Have you ever wondered what it takes to be a Medical Assistant? A Medical assistant is an allied health professional who performs many administrative and/or clinical tasks to support the work of physicians. They may perform routine tasks and procedures such as taking patients’ vital signs, giving medications and injections and recording medical records.
What does a Medical Assistant do?
Medical assistants may also perform routine clinical and administrative duties under the direct supervision of a physician or a nurse. Many medical assistants perform also many administrative duties. These include answering telephones, greeting patients. Filling out insurance forms, scheduling appointments and bookkeeping.

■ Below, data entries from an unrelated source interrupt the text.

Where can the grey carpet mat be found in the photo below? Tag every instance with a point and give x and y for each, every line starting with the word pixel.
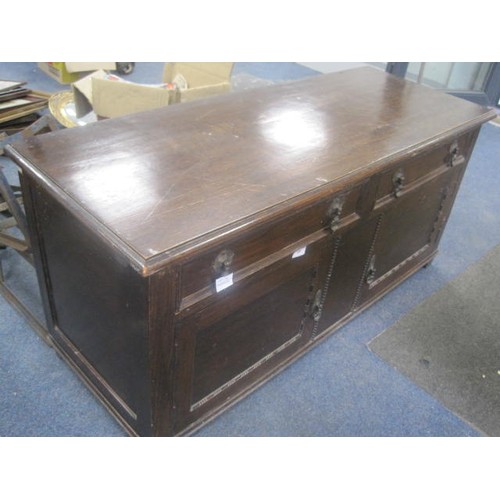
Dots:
pixel 450 344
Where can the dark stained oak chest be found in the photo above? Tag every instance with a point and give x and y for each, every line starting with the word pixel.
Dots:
pixel 187 254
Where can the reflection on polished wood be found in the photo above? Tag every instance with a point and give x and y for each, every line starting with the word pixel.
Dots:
pixel 310 200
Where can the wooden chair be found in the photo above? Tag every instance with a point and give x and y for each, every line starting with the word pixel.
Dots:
pixel 13 226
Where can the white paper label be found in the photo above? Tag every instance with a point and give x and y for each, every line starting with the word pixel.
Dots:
pixel 299 253
pixel 223 282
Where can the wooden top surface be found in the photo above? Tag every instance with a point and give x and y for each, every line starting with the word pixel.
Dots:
pixel 159 179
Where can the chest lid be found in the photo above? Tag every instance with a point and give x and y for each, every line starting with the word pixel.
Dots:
pixel 158 182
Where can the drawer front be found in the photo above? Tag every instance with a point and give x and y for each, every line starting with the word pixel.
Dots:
pixel 409 174
pixel 246 332
pixel 240 253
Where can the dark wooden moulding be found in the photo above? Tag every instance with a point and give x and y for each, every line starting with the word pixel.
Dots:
pixel 310 199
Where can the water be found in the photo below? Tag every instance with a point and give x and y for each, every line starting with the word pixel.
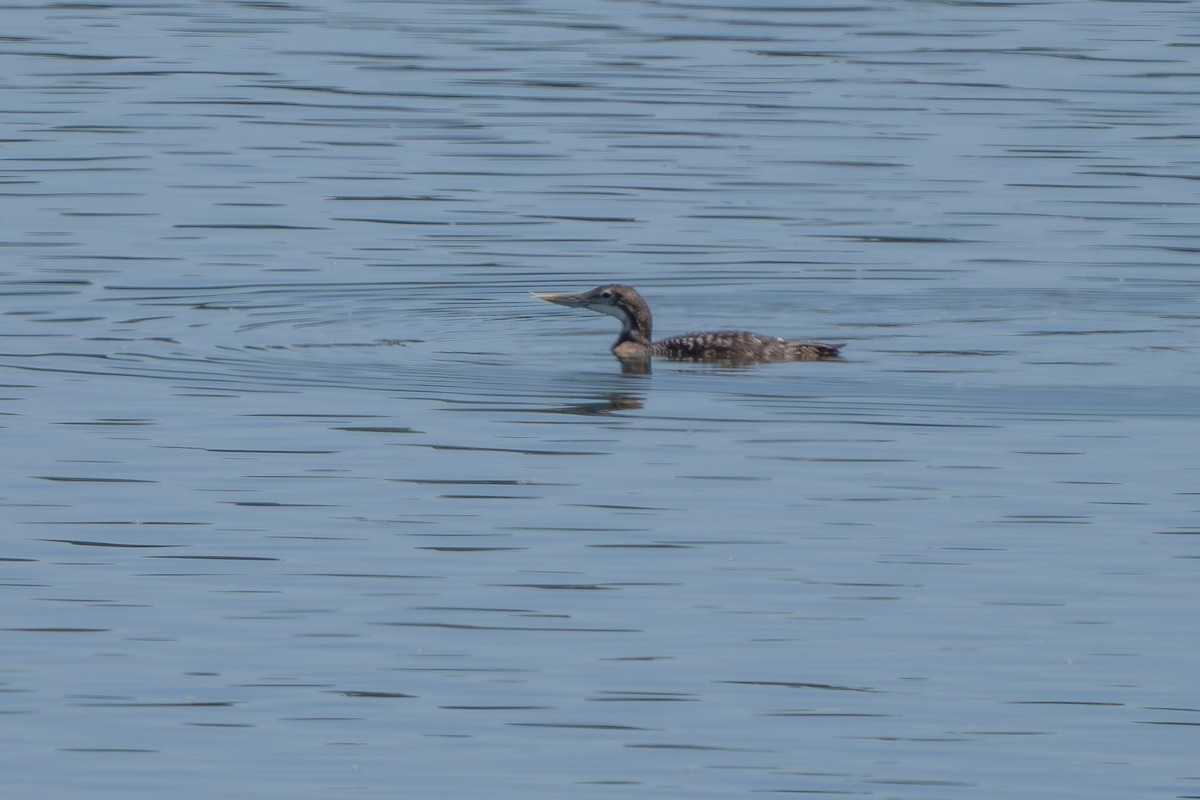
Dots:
pixel 306 497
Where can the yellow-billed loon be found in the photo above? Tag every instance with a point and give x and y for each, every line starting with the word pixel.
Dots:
pixel 635 344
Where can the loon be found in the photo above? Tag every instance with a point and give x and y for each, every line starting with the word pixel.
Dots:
pixel 730 347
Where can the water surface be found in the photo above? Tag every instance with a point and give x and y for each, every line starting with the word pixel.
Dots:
pixel 306 497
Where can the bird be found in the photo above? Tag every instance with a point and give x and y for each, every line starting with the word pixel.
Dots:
pixel 635 343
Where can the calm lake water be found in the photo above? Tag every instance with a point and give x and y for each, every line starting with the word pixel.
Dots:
pixel 305 497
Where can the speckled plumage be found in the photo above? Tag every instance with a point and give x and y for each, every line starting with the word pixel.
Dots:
pixel 635 343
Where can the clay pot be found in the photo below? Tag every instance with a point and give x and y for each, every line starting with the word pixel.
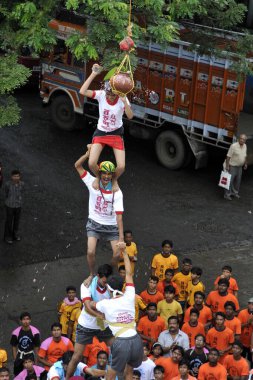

In some states, Medical Assistants are allowed perform basic lab tests, dispose of contaminated materials, and sterilize medical instruments used in surgery. In other states that can instruct patients about their medications and how to follow a special diets. In certain areas of the country, they prepare and administer medications, authorize drug refills, telephone prescriptions to any pharmacy, draw a patient’s blood, prepare patients for an X-rays, help in an electrocardiograms, remove a patients sutures, and change old dressings.
How Do Medical Assistant Train?
The International Standard Classification of Occupations says medical assistant training normally requires formal training courses in medical assisting. The formal education received by medical assistant mostly happens in vocational schools, technical institutes, or community colleges. Most medical assistant training programs lead to a certificate or a diploma, can take around one year to complete.
An associate’s degree, taken at a community college, takes around two years. Common study topics in medical assisting programs include medical terminology, and anatomy and physiology. Some programs may also include a clinical internship where the student interns as a medical assistant in a medical clinic.
In the United States, medical assistants have traditionally held jobs in ambulatory care centers, urgent care facilities, and clinics, but there is now a new trend. Medical assistants now find jobs in inpatient and outpatient facilities, and assisted living facilities. Medical assistant are starting to do the jobs of nurses at these facilities.
The Future?
The U.S. Department of Labor reports the demand for medical assistants are excellent:
- It is predicted to be one of the nation’s fastest growing occupations through 2018.
- Employment is expected to grow by at least 31 percent from 2010 to 2020.
- This is much faster than the average for all occupations.
- The demand will stem from increased physician and hospital interest.